8A+27*7=453, 8A= 264, A=33.

So Stephanie played Elks Must Die for 2A-3+3B-1+1=2*33+3*7-3 = 84

Q4. You need to make equations to find the probability of winning at least two games. Winning at least 2 games is the opposite probability of winning zero or exactly 1 game.

Probability of winning 0 games for first 15 giveaways: (49/50) ^15
Probability of winning 0 games for second 6 giveaways: (19/20) ^6
Probability of winning 0 games for the last: ((193-x)/193), where x – number of copies given away.

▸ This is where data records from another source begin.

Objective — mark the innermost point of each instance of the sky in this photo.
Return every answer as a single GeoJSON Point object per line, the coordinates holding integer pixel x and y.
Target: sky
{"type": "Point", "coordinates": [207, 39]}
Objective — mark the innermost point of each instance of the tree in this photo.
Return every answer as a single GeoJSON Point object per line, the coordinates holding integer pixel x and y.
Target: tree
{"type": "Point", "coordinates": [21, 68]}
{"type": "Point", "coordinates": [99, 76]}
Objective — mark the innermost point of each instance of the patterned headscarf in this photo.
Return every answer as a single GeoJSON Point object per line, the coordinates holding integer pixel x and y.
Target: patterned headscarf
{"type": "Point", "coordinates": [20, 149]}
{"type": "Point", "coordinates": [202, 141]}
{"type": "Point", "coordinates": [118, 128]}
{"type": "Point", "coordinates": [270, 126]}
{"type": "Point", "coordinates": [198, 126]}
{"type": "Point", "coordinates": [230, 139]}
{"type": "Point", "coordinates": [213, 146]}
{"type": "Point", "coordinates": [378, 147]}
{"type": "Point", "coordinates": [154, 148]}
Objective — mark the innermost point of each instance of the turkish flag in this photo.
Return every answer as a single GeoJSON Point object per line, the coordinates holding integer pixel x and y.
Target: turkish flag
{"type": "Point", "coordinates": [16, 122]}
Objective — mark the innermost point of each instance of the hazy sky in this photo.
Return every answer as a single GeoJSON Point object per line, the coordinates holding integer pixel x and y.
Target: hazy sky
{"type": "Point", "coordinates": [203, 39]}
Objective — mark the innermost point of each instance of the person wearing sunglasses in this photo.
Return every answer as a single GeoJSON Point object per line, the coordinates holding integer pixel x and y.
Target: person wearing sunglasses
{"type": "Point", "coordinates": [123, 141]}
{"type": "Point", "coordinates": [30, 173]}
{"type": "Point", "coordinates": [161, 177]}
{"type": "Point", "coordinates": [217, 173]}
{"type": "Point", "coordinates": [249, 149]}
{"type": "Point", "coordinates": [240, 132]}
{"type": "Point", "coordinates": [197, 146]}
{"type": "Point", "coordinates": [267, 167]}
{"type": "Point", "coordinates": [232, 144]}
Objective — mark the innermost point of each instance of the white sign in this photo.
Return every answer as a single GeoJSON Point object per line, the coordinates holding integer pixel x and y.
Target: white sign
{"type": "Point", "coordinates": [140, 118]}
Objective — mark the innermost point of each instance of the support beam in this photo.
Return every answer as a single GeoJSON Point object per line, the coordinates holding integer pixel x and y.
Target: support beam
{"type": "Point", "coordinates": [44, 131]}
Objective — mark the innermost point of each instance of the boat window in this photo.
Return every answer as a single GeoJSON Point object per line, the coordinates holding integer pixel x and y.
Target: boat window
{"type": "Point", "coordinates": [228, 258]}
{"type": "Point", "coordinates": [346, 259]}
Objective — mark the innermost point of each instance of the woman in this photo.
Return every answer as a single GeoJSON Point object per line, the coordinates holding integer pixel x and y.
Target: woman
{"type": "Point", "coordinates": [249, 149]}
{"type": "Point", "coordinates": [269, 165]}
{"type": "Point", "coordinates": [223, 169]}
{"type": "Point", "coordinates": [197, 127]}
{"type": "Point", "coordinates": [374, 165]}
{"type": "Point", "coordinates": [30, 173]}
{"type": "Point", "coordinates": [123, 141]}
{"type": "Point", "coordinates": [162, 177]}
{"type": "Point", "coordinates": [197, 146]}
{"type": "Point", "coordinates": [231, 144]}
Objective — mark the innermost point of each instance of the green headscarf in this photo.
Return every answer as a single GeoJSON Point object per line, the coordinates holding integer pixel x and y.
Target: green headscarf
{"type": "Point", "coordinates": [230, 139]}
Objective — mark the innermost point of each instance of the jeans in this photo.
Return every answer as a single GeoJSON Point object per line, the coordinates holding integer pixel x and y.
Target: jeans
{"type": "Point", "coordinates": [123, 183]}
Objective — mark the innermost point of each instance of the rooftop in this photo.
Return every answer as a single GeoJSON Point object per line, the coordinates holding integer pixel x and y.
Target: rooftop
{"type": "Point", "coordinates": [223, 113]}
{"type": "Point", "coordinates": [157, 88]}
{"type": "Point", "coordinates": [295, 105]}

The aggregate probability of losing every giveaway is the product:
((49/50)^15)*((19/20)^6)*((193-x)/193).


There are 22 ways to win exactly 1 game. If we use Bernoulli trial we can make it simpler.

So to win 1 game in the first 15 giveaways has the following chance:
15*(1/50)*(49/50)^14 (1 game won, 14 lost).

In the second 6 giveaways:
6*(1/20)*(19/20)^5
For the last:
x/193

Aggregate probability of winning only 1 game for first is the product of winning 1 of 15, probability of losing all 6 and the last. And so on.

So we end up with the following inequality:

((49/50)^15)*((19/20)^6)*((193-x)/193) + (15*(1/50)*(49/50)^14)*((19/20)^6)*((193-x)/193) + ((49/50)^15)*(6*(1/20)*(19/20)^5)*((193-x)/193) + ((49/50)^15)*((19/20)^6)*(x/193)<0,75,

or a little simpler:

((49/50)^14)*((19/20)^5)*(49/50*19/20 + 15*1/50*19/20*(193-x)/193 + 6*49/50*1/20*(193-x)/193) < 0,75

Ok ,lots of numbers. In the end you'll end up with x>74,63. Thus the number of copies is 75.


Q5. The best way to pick out achievements is to use exponentiation with the base 2. This way you'll never have the same amount to pay for any combinations of fake achievements.
So you should pick up the following number of achievements: 1,2,4,8,16,32,64. Mind you, you have to pick 1 as th first, otherwise you won't distinguish if the first game was faulty or there aren't any faulty games.

So Micky cheated in Elks Must Die and WTF: Wiser Than Fool. So according to the scheme Peter was charged 64+8 = 72 $ for clearing up achievements.